The super lovely childcare staff came over (She could clearly see I was about to have a nervous breakdown) She made Rosie giggle and feel at ease with her by playing peekaboo. Rosie beamed up at her ‘AHH she is just so cute whhyyy am I leaving you’ I thought to myself.

I put her bag (Which had EVERYTHING you could imagine in it X 2) into her little locker. Took off her little coat and gave her the biggest cuddle. You could see the staff were so ready to take her and let me be on my way. But I was not ready! Just a little longer I thought. Rosie was eyeing up all the colourful toys and taking in the new surroundings. I was just taking in every inch of my little girl. I knew that as soon as I handed her to the staff I would need to evacuate this place ASAP as the tear train was rolling in at any moment.

I had a tiny moment of strength and said to myself ‘get a grip Danielle – you are ready. Rosie is ready’ and I handed her over, I waved goodbye and I left.

I managed to hold back the tears but it felt so strange leaving. ‘WHAT DO I DO NOW?’ As it was just a trial day and I didn’t start work til the following week I knew I needed to keep busy. Netflix binge? Shopping spree? The pub? ALL great possibilities.

I had forgotten how easy it was without a pram or heavy nappy bag. I started to get excited over the fact I could use escalators (Why is this exciting seriously?) Make a phone call in peace and enjoy a HOT coffee. I ended up going to the local Westfield and decided to get my hair cut. I sat there and talked all about little miss to the hairdresser the whole time. The poor lady probably wanted peace and quiet by the time she had finished. I wandered around aimlessly and I rang the daycare every hour to see how she was getting on. All positive feedback from them and she was settling in well. (Me on the other hand…not so much)

I could not wait to pick her up.

After the longest day ever I ran into that daycare, scanned the room for her (Would be pretty embarrassing if I picked up the wrong baby in my excitement!). I scooped her up into my arms and felt the biggest relief. We had both made it. We survived our first day of daycare.

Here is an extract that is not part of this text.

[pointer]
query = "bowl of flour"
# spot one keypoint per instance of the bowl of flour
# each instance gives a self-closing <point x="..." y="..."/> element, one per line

The trial day certainly prepared me for going back to work and I found that after my first day back in the office, I was not obsessing over how she was doing every 5 minutes (Maybe every 10!) as I had work to do and knew she was in very capable hands and that they would contact me if there were any issues.

When the time comes for your little ones to go to daycare or nursery or even school it all of a sudden feels like your baby is no longer a baby. It makes you reminisce about them being so tiny and new to the world where you doted on them day and night. We all have individual circumstances, whether you work full or part time, are a stay at home parent or work from home. We all have to choose what is right for our families. Some decisions are easier than others and whatever stage you are at take comfort in knowing you are not alone. Somewhere there is another mum feeling just how you are.

The daycare days will get easier and it will soon be on to the next challenge but for now i look forward to watching Rosie grow as I grow and learn alongside her.